Aujourd’hui se tient -sauf ajout de dernière minute d’un autre CTM- le dernier comité technique ministériel de cette mandature présidentielle [nota : un CT ministériel est ajouté le 18 avril].
Il y a 5 ans, la fin de l’ère Sarkozy nous avait fait espérer un renouveau pour les politiques culturelles. Au-delà des simples promesses de campagne, on sait ce qu’elles valent, nous imaginions, nous rêvions d’un ministère fort, impliqué, moteur d’un projet de société et pour le ministère lui-même, en ligne de mire, la fin de la RGPP.

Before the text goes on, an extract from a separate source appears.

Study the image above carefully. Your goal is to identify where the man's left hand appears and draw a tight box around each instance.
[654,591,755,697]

« La culture, c’est l’avenir, c’est le redressement. La crise ne rend pas la culture moins nécessaire, elle la rend plus indispensable », avec une telle déclaration par le premier ministre d’alors, nous avions bon espoir de retrouver un ministère ambitieux.
L’annonce du budget à l’automne 2012 a très vite calmé cette belle ambition : la crise, c’est la crise et la politique d’austérité est bel et bien passée par le ministère de la Culture, plutôt deux fois qu’une.

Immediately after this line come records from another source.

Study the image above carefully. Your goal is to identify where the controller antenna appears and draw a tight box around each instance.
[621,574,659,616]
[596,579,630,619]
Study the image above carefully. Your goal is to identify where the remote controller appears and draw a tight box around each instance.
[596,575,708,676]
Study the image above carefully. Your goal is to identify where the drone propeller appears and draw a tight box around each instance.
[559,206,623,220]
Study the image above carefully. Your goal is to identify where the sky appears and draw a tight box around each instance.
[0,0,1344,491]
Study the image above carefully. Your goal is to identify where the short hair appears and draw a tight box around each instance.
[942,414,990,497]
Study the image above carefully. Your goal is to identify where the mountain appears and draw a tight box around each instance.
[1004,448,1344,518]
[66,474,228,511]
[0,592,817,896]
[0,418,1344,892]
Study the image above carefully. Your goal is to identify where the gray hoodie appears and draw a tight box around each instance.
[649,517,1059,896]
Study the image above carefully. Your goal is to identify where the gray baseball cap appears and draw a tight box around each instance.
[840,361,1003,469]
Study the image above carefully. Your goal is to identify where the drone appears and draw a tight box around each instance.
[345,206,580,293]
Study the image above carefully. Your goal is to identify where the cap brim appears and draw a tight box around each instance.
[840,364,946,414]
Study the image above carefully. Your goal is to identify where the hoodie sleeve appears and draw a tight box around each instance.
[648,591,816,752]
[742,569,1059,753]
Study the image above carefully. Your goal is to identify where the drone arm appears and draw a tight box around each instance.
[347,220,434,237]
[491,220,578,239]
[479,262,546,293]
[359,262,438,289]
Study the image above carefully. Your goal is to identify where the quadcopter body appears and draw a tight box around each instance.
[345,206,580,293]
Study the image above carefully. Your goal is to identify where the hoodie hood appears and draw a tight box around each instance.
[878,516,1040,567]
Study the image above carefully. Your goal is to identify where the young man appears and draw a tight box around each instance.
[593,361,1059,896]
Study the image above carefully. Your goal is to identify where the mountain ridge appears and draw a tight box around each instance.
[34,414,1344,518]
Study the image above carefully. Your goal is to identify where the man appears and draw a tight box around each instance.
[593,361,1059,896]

Dès début 2013, nous dressions un constat alarmant, tant sur les politiques culturelles en berne que sur les menaces multiples que la baisse du budget faisait peser sur le ministère en terme d’emploi, de missions, de conditions de travail, etc.
Dans la série, on n’avait pas assez d’ennuis, aux baisses enchaînées de budgets à la baisse, (2013, 2014, 2015), s’est ajoutée la réforme territoriale qui s’est abattue sur les DRAC aussi vite qu’elle a été annoncée. Malgré une forte mobilisation, la voix des agents n’a pas été entendue. L’impréparation faisait entrevoir des dysfonctionnements, les craintes ont été balayées par la « nécessité absolue de changement », il fallait s’adapter, point. Les épisodes – à tiroir- de la communication des fameux organigrammes cibles des « nouvelles drac » auraient pu nous valoir une bonne tranche de rire si les enjeux n’avaient pas été aussi importants : d’une instance à l’autre, les organigrammes différaient, tant dans leur présentation, que dans le nombre d’agents concernés.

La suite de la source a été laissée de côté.